Распространенная ошибка — обычно авангард объявляют началом, в то время как это чаще всего именно конец.

АЛ: — А как же прямые их наследники — Хармс, Введенский, Олейников?..

АБ: — Это огромная культурная грибница, которая не могла не образоваться. К ним примкнули Заболоцкий, Бахтин, Шостакович, Малевич… Все то, что составляет концентрацию традиционной культуры в невозможности создавать ее прежними методами и в новосложившихся условиях. «Митьки» тоже очень похожее формообразование.

Их величие в том, что, наведя уют в камере, они решили признать свою жизнь за жизнь. Именно такую — в подвале, в котельной, с этим теплом, этим портвешком, с этими песнями… Считать все это наив-артом, примитивом — наивно. Это рафинированные интеллектуалы, просто не опустившиеся до снобизма. Если покопаться — там столько дзен-буддизма, столько знаний о мире, глубочайшей культурной эрудиции, знания мировой живописи, тяготения к русской и советской классике… «Митьки» почувствовали, что антиспособ существования в культуре — тоже способ, взяли и не отравились этой атмосферой, и объявили свою свободу, которая гораздо важнее той, что снаружи.

«Митьковский» кодекс, душевная ласка и теплота энергии очень мне импонировали. Но главное, что они сделали для всех нас, — объявили на всю Россию об обретении менталитета. И за это вполне заслуживают памятника. Хотя у нас почему-то всегда почки лопаются на морозе и никогда не бывает цветов.

«Митьки» никого не хотят победить!
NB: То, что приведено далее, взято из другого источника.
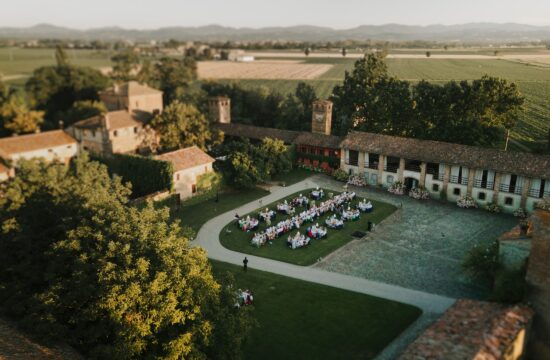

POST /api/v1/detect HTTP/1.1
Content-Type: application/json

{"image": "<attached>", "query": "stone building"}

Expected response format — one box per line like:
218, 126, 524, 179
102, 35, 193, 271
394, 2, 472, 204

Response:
399, 299, 533, 360
527, 198, 550, 359
99, 81, 163, 114
73, 110, 151, 155
0, 130, 78, 166
156, 146, 215, 199
212, 97, 550, 212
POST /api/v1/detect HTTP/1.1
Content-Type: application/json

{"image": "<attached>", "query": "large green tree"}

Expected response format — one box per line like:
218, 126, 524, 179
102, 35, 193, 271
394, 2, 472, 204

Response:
25, 65, 109, 128
151, 101, 223, 150
0, 156, 252, 359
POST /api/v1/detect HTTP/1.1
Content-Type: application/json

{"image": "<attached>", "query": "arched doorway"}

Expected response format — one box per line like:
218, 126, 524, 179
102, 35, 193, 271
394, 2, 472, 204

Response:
404, 177, 419, 191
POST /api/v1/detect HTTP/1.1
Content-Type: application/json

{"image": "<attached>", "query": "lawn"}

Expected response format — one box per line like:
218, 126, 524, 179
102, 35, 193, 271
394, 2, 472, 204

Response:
273, 168, 315, 186
212, 261, 421, 360
159, 187, 269, 232
220, 190, 396, 266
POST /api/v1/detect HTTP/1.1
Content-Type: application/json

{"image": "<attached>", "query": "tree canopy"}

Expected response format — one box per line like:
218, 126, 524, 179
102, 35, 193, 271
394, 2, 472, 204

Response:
0, 156, 252, 359
151, 101, 223, 150
332, 53, 524, 146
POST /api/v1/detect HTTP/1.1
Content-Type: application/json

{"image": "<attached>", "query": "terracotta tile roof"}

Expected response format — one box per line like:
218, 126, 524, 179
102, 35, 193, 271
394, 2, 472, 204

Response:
103, 81, 162, 96
0, 130, 76, 157
340, 131, 550, 179
156, 146, 216, 171
294, 132, 342, 149
399, 299, 534, 360
0, 320, 83, 360
215, 123, 300, 144
74, 110, 152, 130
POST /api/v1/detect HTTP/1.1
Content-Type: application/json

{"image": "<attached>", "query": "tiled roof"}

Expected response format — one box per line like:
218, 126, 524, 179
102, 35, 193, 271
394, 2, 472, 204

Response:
400, 299, 534, 360
340, 131, 550, 179
216, 123, 300, 144
156, 146, 216, 171
103, 81, 162, 96
0, 130, 76, 157
74, 110, 151, 130
294, 132, 342, 149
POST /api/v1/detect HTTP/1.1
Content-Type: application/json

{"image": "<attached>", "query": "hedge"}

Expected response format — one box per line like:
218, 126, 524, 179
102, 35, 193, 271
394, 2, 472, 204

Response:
93, 154, 174, 198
Они ликвидировали борьбу. И это нечто великое.

Они, конечно, не так просты — сегодня это уже никому не нужно объяснять. Сейчас их поле деятельности расширилось, они стали возделывать самые разные пласты культуры. Но неизменным осталось главное — отношение к бытию.

АЛ: — Сильно ли они изменились за это время?

АБ: — Изменились не они — способ взаимодействия. Вот уже десять лет «Митьки» «в законе». У них появились новые возможности, они посмотрели мир, показали себя. С ними сегодня происходит неизбежное, как со всякой группой — дифференциация. Каждый занимается своим делом — кто пишет, кто снимает кино, кто рисует. Каждый из них же еще и «многостаночник», но со своим приоритетом.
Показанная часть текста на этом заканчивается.